2) an interesting part of Scherer is he is a member of the Pontifical Council for Promoting the New Evangelisation, a very new Vatican body created by BXVI. It is tasked with re-evangelising traditionally Catholic countries that are experiencing secularisation (such as the traditional European countries). For a Brazilian Cardinal with German roots to be in this Council is rather interesting. Of the 10 Papabili, he is the only Cardinal who is a member of this Council. If he becomes Pope, he will be the 1st Latin American Pope overseeing a declining European flock, and will try to stem the decline. When Pope Benedict was elected, he may have been a last-ditch defense against secularism in Europe. Cardinal Scherer will be best positioned since he is white, of European ancestry, and from the Global South of Latin America.
4), my only Italian choice, is someone nobody will see as papabile. But his background is interesting. He was made priest by Cardinal Giuseppe Siri, and consecrated bishop by Dionigi Tettamanzi. The Diocese of Genoa is interesting, because it has not produced a Pope before (unlike more famous ones like Venice or Milan).
6) will be 75 soon. He will be involved in World Youth Day this year. Again, he has never participated in a consistory, and his name is obscure. My Spanish choice for Pope.
8) is a Cardinal who is 75+ in age. He will make a ‘Transitional Pope’, or someone like Benedict when elected (though it seems Benedict is not ‘Transitional’ nowadays. I feel bad calling someone ‘Transitional’ but there has to be a better word).
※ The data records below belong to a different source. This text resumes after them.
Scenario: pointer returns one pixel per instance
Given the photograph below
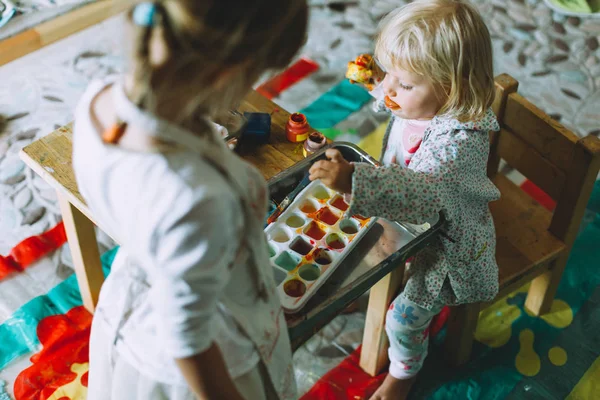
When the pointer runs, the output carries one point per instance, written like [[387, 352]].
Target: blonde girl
[[189, 310], [438, 87]]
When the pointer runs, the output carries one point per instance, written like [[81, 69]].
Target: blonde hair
[[447, 42], [203, 39]]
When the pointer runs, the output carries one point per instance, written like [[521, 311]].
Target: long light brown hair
[[447, 42], [205, 38]]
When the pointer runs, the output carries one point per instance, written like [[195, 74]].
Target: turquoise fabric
[[18, 334], [336, 105]]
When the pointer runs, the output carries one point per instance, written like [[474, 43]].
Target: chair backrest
[[548, 154]]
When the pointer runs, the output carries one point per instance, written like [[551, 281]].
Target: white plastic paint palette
[[308, 242]]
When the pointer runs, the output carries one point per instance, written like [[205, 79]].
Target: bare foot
[[393, 389]]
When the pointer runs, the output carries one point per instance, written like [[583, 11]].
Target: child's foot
[[393, 389]]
10) – we have not had a Portuguese Pope for a very long time, and like mentioned in other sources he may be someone who bridges the Latin American and European blocs.
And here are the reasons why I bypassed these candidates that are mentioned in your blog:
* Many of the Italian Cardinals appointed at Nov 2010 are now Curialists.
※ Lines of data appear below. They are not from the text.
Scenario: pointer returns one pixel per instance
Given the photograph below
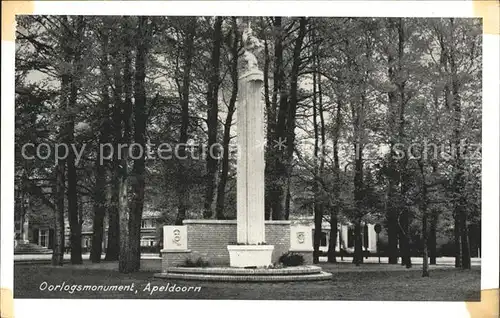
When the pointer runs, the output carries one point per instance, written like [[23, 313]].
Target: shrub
[[198, 263], [291, 259]]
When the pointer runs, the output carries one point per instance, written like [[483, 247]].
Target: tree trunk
[[137, 177], [318, 211], [72, 194], [423, 207], [99, 212], [221, 190], [275, 128], [335, 210], [126, 260], [182, 186], [100, 169], [113, 242], [432, 237], [59, 239], [212, 121]]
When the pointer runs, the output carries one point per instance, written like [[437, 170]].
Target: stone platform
[[231, 274]]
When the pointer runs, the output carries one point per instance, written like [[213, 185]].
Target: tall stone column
[[250, 250], [250, 166]]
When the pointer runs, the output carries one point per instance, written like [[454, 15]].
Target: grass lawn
[[367, 282]]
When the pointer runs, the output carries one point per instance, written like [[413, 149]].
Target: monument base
[[250, 255]]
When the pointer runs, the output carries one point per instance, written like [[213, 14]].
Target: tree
[[212, 119]]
* Leonardo Sandri (Prefect of Oriental Churches), Antonio Llovera (Prefect of Divine Worship/Sacraments), Marc Ouellet (Prefect of Cong. of Bishops), Gianfranco Ravisi (Curialist) and Peter Turkson (President of Pontifical Council for Justice and Peace) are all insiders in the Vatican, so I did not include them.
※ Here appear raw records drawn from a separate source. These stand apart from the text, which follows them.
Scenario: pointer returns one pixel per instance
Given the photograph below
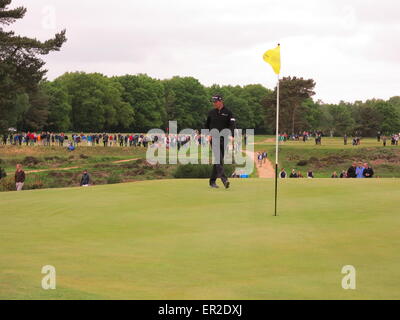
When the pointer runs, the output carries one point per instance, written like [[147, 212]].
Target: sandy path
[[266, 170]]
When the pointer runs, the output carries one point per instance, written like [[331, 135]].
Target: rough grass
[[333, 155], [178, 239]]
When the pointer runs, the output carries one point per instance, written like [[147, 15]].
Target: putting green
[[182, 240]]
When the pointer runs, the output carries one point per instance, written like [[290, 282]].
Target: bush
[[302, 163], [199, 171], [113, 179], [36, 184], [7, 184], [29, 161], [3, 174]]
Of course, it does not mean they may not be considered. In 2005 we have a Curialist (Ratzinger, with 20+ years experience) up against a non-Curialist (Bergoglio). The future conclave may be the same showdown. Although the elections of John Paul I and John Paul II, both non-Curialists, and Paul VI, who used to be a Curialist but not in the 11 years before his election, make me think this time it will likely be a non-Curialist who will become Pope.